Australian Prime Minister Scott Morrison has won the election that pundits and pollsters said was unwinnable.
The Labor Party lost the one that was supposed to be unlosable and its leader Bill Shorten has resigned.
Scott Morrison has earnt a permanent place as a Liberal Party legend — returning the Government in what was meant to be an unwinnable election for the Coalition.
Mr Morrison smashed the doctrine that disunity will lead to electoral death.
Despite three prime ministers in two terms of government, the Queensland swing to back the Coalition and swings in Tasmania and WA showed that ultimately jobs and fear of change are too dominant.
Labor conceded but it’s not yet clear whether the Liberal Coalition has enough seats to govern as a majority government or whether it will be a minority one with the support of independent MPs.
The Prime Minister made the campaign all about economic management and himself — out-campaigning Labor by running a brutal and stunning campaign demolishing Labor’s big-target policy agenda.
Mr Morrison made the campaign a referendum on him and Bill Shorten, and downplayed the Liberal brand — cultivating a new Scott Morrison image and promising to be a steady pair of hands on the economy.
He told a packed crowd of Liberal supporters in Sydney he had always believed in miracles.
“And tonight we’ve been delivered another one,” he said. . .
Labor took a big risk campaigning on big changes to tax loop holes including franking credits and negative gearing, allowing Mr Morrison to spend every day of the campaign casting doubt on the way Labor would remake the country.

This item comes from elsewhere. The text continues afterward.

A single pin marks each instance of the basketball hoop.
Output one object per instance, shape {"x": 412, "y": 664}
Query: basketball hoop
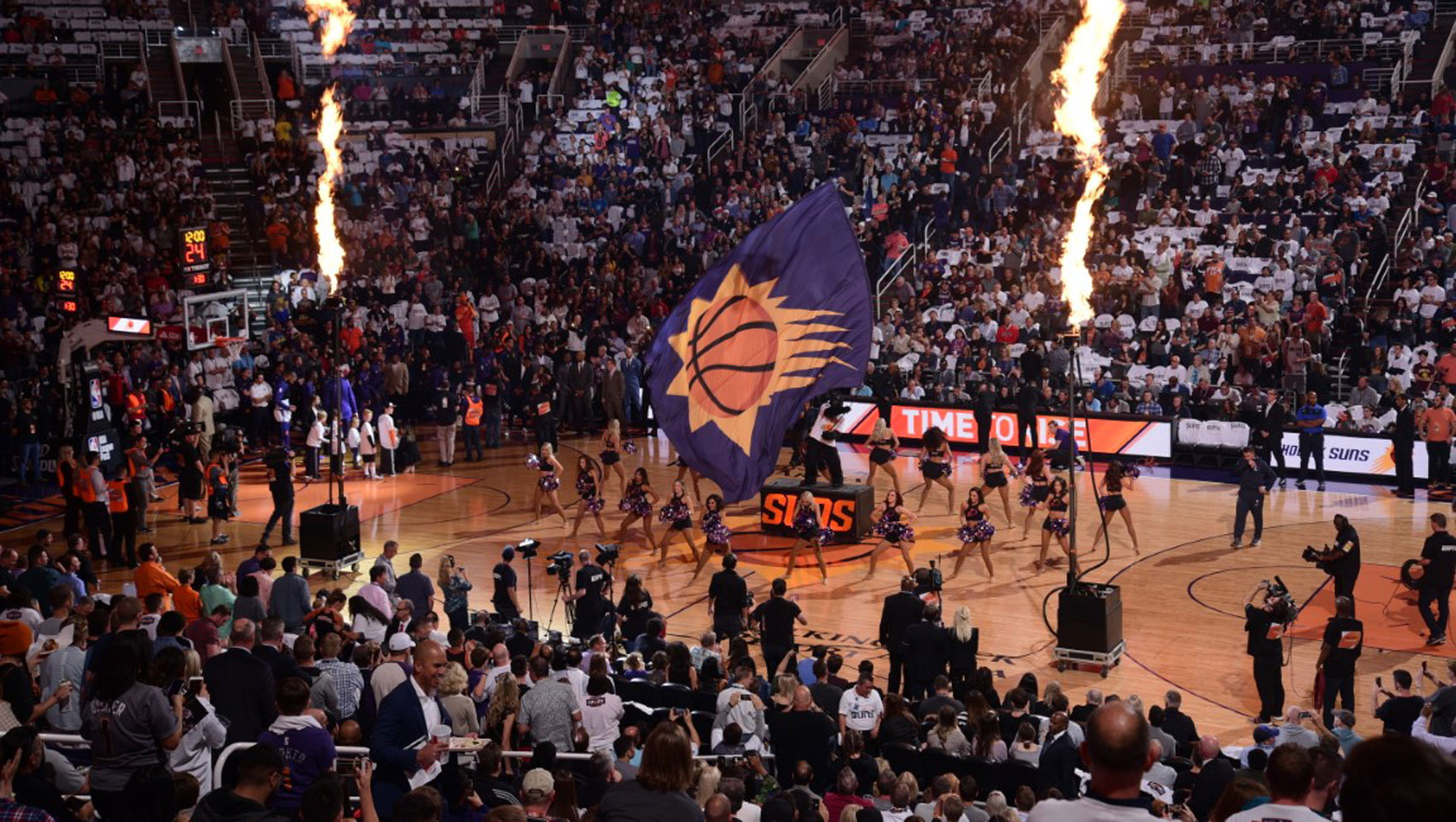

His message was sharp, piercing and he never deviated from the one central claim — that Labor was a high-taxing risk to the economy and Mr Shorten would take money “from your pocket”. . .
By contrast, Labor drifted from message to message — it started on health, moved to wages and staggered into climate change. . .
The party prosecuted a message about the future premised on climate action and fairness while the Coalition stuck to a disciplined campaign with almost no new policy announced apart from the tax cuts unveiled in the Budget and a last-minute pitch for aspiring young home owners.
Are there lessons for New Zealand?
Economic management matters and high taxes don’t win elections.
It also raises questions about how much buy-in there is from the public to climate change policies which come at a high economic and social cost with questionable environmental benefit.